Omusober! Warm Greetings to all of you! 

It’s a great honor for me to share the Karen People’s experience on Preserving Cultural and Ecological Integrity. Indigenous Karen People from Kawthoolei, South-Eastern Burma are custodians of one of the world’s largest remaining areas of contiguous tropical forest. Karen territories constitute a large part of the Dawna-Tenasserim Landscape, located in the Indo-Burma Biodiversity Hotspot. 

The Challenges We Face

  • Conflict, dispossession, and extractive development are tightly linked in Burma. Military plunder of Indigenous lands has led to mass deforestation, displacement of Indigenous communities, destruction of biodiversity.
  • They have used both development and conservation as tools to expand its control over Indigenous territories for their own benefit. The military coup in Feb 2021 will create more of these problems in indigenous territories.

The Karen Response

  • Karen communities have rejected military control and destructive resource extraction projects. Instead, they are working on strengthening grassroots governance models that uphold Indigenous self-determination and honour the sacred relationship between Indigenous Karen people and their lands. These initiatives, including the Thawthi Taw Oo Indigenous Park, the Salween Peace Park, and the Tanawthari Landscape of Life, exist in different political and geographical contexts but share many commonalities. 
  • Core to these models is the deep relationship between Karen communities and their lands, forests, and waterways. For our Karen people, everything is connected. Healthy nature directly corresponds to healthy communities and a healthy society.
  • These models are also exemplary in terms of grassroots democracy and decision-making by and for Indigenous Peoples and Local Communities on a grand scale. Each local community is empowered to implement its own customary and Indigenous laws and adapt them based on changes in context, climate, and learning experiences from other communities.
  • These models enable the elevation of customary law to landscape scale.

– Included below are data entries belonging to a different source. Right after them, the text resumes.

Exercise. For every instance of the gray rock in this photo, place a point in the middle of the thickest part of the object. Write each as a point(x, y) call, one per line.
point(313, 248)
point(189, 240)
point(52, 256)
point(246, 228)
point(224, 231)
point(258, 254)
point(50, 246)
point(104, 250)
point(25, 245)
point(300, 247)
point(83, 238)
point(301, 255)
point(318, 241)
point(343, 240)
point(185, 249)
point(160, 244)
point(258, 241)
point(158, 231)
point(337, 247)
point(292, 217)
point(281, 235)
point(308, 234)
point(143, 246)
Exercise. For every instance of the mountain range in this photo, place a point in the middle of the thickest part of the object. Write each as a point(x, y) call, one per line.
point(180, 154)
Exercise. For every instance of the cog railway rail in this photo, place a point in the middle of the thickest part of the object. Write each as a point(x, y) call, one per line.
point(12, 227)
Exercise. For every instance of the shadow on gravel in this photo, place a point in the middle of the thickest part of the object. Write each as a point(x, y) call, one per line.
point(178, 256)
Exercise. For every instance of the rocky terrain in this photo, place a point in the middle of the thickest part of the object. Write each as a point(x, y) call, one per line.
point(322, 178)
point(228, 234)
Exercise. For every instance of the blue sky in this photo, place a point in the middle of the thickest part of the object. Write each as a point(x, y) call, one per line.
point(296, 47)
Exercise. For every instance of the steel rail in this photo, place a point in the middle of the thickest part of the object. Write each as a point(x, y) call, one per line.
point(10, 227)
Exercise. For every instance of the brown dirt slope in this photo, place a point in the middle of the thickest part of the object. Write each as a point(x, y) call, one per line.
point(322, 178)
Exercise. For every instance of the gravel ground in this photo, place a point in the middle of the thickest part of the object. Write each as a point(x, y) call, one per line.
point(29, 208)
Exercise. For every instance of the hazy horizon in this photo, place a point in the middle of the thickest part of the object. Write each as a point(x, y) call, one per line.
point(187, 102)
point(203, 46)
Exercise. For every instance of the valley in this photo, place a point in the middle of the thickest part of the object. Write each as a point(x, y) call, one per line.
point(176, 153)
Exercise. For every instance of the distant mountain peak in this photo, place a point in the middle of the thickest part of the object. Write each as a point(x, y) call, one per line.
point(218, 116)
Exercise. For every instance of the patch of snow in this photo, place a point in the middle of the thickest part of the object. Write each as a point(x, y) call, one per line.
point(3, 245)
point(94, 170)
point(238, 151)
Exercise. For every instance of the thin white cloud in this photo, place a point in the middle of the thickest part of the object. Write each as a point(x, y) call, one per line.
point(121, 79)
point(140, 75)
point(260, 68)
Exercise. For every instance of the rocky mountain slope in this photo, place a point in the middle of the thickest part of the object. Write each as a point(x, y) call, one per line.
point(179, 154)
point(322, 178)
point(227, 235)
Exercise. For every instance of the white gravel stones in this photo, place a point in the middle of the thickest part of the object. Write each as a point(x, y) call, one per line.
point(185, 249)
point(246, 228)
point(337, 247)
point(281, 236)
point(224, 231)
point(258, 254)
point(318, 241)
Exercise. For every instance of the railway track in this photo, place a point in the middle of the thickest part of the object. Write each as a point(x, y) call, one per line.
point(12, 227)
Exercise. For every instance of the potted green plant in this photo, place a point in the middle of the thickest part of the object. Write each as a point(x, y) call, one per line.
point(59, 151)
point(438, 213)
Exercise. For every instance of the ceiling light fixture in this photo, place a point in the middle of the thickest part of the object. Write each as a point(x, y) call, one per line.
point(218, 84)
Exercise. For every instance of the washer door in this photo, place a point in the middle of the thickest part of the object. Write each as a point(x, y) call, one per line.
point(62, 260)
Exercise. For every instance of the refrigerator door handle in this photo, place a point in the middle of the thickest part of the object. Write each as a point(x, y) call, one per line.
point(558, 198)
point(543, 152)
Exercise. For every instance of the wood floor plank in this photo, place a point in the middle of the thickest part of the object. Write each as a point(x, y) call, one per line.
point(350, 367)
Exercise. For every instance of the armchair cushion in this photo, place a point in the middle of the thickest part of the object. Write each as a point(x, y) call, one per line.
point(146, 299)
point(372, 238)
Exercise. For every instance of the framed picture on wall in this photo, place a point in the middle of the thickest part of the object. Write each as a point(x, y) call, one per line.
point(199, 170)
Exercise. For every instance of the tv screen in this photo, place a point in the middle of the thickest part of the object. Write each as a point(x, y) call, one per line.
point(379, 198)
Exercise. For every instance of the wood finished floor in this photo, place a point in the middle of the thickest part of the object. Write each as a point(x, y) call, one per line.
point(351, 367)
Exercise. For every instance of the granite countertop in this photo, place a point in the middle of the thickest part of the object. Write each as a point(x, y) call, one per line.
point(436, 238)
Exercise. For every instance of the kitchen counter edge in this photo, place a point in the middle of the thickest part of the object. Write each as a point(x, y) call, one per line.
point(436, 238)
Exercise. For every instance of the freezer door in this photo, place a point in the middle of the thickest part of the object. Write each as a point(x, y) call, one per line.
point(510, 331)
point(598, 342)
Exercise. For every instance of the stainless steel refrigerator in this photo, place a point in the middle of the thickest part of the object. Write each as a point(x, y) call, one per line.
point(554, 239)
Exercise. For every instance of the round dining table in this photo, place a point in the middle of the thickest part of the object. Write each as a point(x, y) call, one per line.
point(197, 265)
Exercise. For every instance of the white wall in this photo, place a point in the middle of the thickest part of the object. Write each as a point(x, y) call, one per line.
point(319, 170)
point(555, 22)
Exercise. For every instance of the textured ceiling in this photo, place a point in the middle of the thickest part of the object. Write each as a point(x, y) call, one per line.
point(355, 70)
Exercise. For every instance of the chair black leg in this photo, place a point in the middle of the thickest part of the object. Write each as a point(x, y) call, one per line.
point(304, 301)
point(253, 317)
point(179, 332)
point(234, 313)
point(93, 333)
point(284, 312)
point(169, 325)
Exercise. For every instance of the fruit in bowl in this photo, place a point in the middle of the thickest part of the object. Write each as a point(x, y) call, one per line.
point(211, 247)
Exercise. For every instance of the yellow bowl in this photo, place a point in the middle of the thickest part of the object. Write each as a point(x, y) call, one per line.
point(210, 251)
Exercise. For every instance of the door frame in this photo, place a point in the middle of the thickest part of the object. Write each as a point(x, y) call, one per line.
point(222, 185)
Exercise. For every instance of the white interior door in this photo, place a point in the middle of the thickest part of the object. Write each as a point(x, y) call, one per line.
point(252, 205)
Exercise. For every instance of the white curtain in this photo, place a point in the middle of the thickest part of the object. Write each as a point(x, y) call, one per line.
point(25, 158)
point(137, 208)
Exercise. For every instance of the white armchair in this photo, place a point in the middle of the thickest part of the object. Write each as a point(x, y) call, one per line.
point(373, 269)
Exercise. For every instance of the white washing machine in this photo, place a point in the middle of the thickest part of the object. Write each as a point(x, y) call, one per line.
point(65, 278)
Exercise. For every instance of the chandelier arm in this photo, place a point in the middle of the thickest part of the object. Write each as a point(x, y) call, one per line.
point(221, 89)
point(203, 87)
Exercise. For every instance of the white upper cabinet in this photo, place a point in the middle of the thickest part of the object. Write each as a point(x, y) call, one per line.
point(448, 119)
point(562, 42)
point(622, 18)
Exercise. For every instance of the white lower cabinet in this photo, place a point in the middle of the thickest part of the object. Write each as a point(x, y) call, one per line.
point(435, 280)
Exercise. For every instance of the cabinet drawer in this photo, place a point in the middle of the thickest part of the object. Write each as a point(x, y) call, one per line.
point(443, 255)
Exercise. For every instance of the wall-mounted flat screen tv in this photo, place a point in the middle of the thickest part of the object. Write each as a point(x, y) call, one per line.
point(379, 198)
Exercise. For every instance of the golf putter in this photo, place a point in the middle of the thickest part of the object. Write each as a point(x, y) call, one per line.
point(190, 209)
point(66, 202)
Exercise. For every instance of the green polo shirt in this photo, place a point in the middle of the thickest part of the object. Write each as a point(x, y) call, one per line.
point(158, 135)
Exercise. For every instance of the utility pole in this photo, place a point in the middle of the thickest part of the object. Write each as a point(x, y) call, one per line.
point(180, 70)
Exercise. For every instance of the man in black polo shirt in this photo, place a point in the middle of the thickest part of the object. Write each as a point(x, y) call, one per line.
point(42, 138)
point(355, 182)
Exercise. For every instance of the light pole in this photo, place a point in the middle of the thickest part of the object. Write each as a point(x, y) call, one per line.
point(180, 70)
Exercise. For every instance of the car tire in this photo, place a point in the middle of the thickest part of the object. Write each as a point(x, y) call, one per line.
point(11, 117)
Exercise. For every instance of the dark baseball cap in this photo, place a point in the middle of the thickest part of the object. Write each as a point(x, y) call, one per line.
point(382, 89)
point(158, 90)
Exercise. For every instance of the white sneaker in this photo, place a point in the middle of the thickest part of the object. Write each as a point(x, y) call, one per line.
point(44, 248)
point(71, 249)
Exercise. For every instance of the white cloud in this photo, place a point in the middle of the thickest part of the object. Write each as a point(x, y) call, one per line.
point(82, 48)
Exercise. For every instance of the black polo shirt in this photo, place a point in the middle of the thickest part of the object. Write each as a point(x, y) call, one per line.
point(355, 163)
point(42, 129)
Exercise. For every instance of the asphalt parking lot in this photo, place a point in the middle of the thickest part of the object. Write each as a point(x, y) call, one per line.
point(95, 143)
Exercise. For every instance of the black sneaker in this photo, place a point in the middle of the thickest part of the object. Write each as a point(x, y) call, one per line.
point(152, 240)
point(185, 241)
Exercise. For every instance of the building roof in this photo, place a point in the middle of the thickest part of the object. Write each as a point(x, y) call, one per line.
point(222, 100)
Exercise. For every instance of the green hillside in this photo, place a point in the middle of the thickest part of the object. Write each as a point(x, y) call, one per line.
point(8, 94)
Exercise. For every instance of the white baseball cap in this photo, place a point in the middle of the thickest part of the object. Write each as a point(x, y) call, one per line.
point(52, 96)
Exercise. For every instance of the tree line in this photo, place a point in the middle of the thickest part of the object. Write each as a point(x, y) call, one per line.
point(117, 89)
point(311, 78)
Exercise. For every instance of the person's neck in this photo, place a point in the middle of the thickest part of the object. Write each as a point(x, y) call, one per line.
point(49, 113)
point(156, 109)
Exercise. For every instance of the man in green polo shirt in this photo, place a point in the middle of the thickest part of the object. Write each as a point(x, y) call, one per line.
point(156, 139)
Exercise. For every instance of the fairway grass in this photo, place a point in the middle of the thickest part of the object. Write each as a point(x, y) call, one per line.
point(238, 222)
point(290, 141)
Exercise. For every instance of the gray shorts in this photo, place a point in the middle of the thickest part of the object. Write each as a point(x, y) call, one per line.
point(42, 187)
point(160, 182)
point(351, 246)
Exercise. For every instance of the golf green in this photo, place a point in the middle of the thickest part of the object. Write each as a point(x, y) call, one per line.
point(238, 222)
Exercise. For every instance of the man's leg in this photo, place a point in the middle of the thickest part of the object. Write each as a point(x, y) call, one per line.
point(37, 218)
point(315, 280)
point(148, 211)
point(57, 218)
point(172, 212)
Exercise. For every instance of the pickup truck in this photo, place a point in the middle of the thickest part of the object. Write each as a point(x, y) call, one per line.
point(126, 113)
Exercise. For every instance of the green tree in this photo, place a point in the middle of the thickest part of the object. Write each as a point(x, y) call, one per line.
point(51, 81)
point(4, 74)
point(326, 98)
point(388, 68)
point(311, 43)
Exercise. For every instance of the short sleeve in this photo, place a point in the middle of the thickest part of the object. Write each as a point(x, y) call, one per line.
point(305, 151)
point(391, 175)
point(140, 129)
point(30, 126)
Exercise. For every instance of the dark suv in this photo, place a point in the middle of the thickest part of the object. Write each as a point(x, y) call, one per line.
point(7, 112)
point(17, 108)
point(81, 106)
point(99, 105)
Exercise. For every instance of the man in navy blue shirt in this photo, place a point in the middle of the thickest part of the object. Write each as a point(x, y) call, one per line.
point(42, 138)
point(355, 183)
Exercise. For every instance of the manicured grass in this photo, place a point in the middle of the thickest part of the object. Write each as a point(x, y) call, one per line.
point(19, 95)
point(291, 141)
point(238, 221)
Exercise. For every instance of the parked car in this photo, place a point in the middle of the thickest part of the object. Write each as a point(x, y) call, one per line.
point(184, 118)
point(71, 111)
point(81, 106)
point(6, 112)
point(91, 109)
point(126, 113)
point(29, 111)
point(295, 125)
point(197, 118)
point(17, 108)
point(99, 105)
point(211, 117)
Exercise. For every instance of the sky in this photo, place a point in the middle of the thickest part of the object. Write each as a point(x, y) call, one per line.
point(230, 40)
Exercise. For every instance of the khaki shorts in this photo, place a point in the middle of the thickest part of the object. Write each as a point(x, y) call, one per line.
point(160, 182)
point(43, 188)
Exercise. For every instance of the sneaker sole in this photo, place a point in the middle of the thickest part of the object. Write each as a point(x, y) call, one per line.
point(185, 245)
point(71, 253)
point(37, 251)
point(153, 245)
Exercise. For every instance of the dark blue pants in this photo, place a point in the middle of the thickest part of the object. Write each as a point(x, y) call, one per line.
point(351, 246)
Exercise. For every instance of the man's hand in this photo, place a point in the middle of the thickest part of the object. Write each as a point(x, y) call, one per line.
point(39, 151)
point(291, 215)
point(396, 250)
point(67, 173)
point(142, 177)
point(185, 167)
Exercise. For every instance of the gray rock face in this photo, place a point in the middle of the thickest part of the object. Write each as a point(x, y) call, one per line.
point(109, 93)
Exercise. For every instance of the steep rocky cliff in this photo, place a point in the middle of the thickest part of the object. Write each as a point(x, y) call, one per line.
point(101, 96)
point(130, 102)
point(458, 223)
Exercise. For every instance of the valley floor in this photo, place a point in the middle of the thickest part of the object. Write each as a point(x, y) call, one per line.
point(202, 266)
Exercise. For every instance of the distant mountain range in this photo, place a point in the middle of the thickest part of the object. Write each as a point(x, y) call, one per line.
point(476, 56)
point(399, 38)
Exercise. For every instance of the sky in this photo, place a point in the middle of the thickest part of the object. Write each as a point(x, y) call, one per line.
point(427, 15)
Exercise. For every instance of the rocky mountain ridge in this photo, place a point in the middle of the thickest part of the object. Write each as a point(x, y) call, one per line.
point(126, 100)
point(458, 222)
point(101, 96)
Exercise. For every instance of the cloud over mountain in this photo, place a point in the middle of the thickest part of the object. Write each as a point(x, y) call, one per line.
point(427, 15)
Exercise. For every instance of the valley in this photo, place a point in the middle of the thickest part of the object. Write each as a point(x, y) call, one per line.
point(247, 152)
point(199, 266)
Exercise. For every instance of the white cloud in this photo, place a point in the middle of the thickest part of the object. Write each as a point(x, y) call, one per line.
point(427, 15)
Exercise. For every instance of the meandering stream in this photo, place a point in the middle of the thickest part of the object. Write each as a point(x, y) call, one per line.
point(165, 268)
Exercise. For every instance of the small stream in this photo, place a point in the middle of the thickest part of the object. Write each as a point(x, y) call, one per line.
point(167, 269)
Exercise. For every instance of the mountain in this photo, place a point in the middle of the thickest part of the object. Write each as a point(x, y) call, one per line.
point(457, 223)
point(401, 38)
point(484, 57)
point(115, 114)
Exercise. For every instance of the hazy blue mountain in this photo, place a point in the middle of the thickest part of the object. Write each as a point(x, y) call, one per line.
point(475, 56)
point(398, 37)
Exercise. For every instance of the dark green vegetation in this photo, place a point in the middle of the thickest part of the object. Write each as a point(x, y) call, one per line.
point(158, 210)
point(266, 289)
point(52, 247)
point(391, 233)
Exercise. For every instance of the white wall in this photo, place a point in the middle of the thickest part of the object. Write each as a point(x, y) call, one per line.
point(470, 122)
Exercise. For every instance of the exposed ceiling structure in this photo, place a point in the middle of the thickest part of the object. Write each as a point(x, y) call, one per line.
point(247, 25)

In the Salween Peace Park, a Charter was developed collaboratively with Indigenous Elders and community representatives. It ensures that decisions uphold the collective well-being of all communities in the park and are based upon the collective will and vision of the park’s inhabitants.
  • These models have also helped communities in bringing their voices and visions to the international community, for example by linking them to the global movement for Indigenous-declared protected areas, known as ICCAs or Territories of Life. 

What do these Karen Models Mean in a Changing Burma?

  • These models are an act of Indigenous resurgence. They empower Karen communities to revitalize their traditional practices, assert their rights, and manage their own natural resources. They are an enactment of inherent rights and responsibilities that flow from Karen people’s relationships with the land, each other, and more-than human beings, including the Htee K’Sah Kaw K’Sah, the spirit owners of the land and water. 
  • These models are also an act of sovereign refusal: they refuse a long history of colonial and military domination, including more than 100 years of British colonial rule and domination by successive military and civilian governments since the British left. They refuse unsustainable economic models driven by colonial legacy and refuse centralized and top-down conservation approaches that left out Indigenous Communities from decision making processes that trample on the rights and sacred responsibilities of Indigenous Peoples and Local Communities to their lands.
  • Most importantly, these models are affirmation of Karen self-determination which means respect for Karen traditions and way of life, recognizing and respecting the value of Karen traditional resource governance system. For Karen, self-determination does not mean secession. It means respecting Karen communities as equal partners in a future Federal Democratic Burma. 
  • Karen communities have practiced conservation for generations, through waves of colonization, militarization, and centralization. Now, through these models, we offer our experience to the world. For Karen people, these models do not just offer a freedom from external domination, but also a freedom to act in solidarity for our collective future on this planet.

Recommendations for indigenous communities seeking to protect their land

  • First, focus on strengthening the grassroots through building a resurgence movement rooted in the strength of your cultural traditions, identity, and relationship with your lands. 
  • Second, believe in yourself! Don’t wait for the government’s approval or permission. Instead, focus on developing a compelling, community-driven vision for the future you want, and then start living as if that vision were reality.
  • Finally, build strategic alliances with those who will support your vision.

Conservation has the potential to become a tool for Indigenous liberation. But this can only happen if conservation sheds its colonial legacy and commits to upholding the sovereignty, governance, and leadership of Indigenous Peoples on their own ancestral territories.